O CBO enfatiza que o acesso a esses centros depende de uma rede bem estruturada e de uma comunicação eficaz entre os diferentes níveis de atenção do SUS, desde os postos de saúde até os centros de alta complexidade. A publicação do CBO serve como uma orientação tanto para pacientes quanto para profissionais que buscam atendimento especializado em reabilitação visual.
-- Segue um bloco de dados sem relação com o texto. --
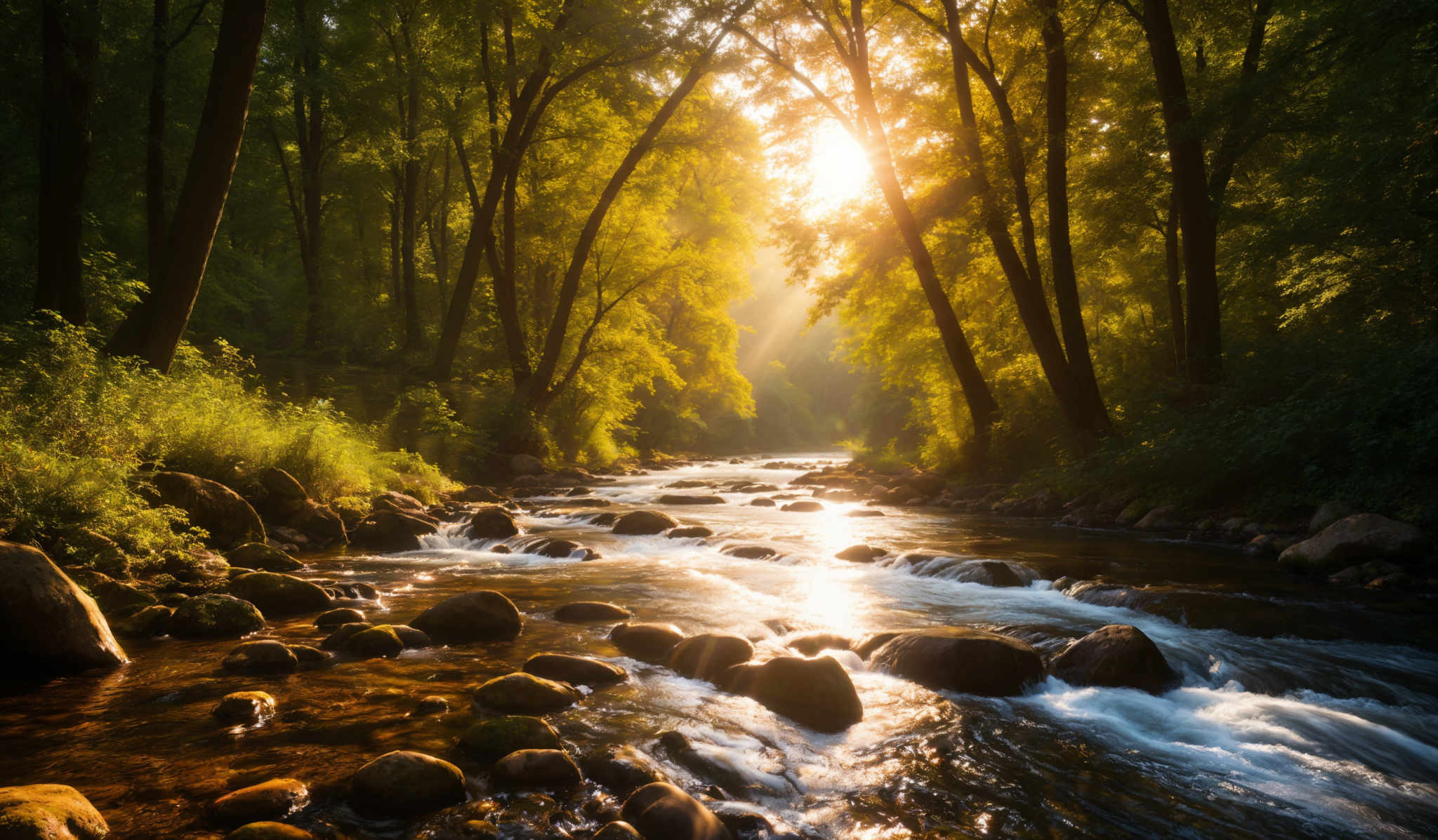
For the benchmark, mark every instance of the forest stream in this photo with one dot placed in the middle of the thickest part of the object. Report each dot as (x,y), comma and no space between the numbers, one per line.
(1298,714)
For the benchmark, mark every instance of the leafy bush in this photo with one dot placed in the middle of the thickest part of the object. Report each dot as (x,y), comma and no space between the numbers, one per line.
(77,427)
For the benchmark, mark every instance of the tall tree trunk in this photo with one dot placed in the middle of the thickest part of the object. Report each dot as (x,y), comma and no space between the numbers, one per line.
(1195,215)
(1060,248)
(70,35)
(156,144)
(154,327)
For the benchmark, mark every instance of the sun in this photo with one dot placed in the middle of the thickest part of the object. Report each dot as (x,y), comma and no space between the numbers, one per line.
(837,167)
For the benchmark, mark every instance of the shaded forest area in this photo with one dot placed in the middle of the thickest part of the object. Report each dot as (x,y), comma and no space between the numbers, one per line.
(1178,248)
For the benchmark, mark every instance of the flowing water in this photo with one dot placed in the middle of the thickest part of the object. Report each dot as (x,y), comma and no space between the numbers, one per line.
(1300,714)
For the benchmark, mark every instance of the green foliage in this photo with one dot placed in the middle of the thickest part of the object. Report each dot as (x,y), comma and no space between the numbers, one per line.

Além disso, o conselho destacou os avanços nas tecnologias assistivas, como a inteligência artificial. Exemplos incluem bengalas inteligentes, que detectam obstáculos e orientam a locomoção por meio de comandos de voz, e sistemas de audiodescrição que analisam imagens e textos para descrever ambientes. Embora essas inovações sejam promissoras, o CBO ressalta que o acompanhamento oftalmológico continua sendo fundamental. O oftalmologista é o responsável por avaliar a funcionalidade visual do paciente e orientar o uso adequado das tecnologias assistivas, considerando a evolução e o prognóstico de cada condição ocular.
Outro ponto importante abordado pelo CBO diz respeito aos riscos éticos associados ao uso da inteligência artificial na acessibilidade, como possíveis vieses nas bases de dados utilizadas por sistemas de audiodescrição. Esses vieses podem representar um risco adicional para um público já vulnerável, o que demanda cautela e responsabilidade.
O CBO enfatiza que ampliar o acesso aos Centros de Reabilitação Visual (CERs) e monitorar o avanço das tecnologias assistivas são compromissos essenciais para a especialidade. A integração dessas tecnologias com o acompanhamento oftalmológico pode proporcionar uma melhor qualidade de vida para pessoas com deficiência visual.
Esses temas, que englobam a reabilitação visual e as novas tecnologias, estão sendo debatidos no 70º Congresso Brasileiro de Oftalmologia (CBO 2026), que está ocorrendo em Salvador e tem programação até sábado (12). O evento é uma oportunidade para discutir inovações e práticas no campo da oftalmologia, buscando melhorar o atendimento e a qualidade de vida dos pacientes com problemas de visão no Brasil.
Em resumo, o mapeamento do CBO e a discussão sobre tecnologias assistivas revelam a importância de um sistema de saúde bem estruturado e a necessidade de conscientização sobre os serviços disponíveis para a reabilitação visual, ao mesmo tempo em que destacam a relevância do acompanhamento médico em um cenário de inovação tecnológica.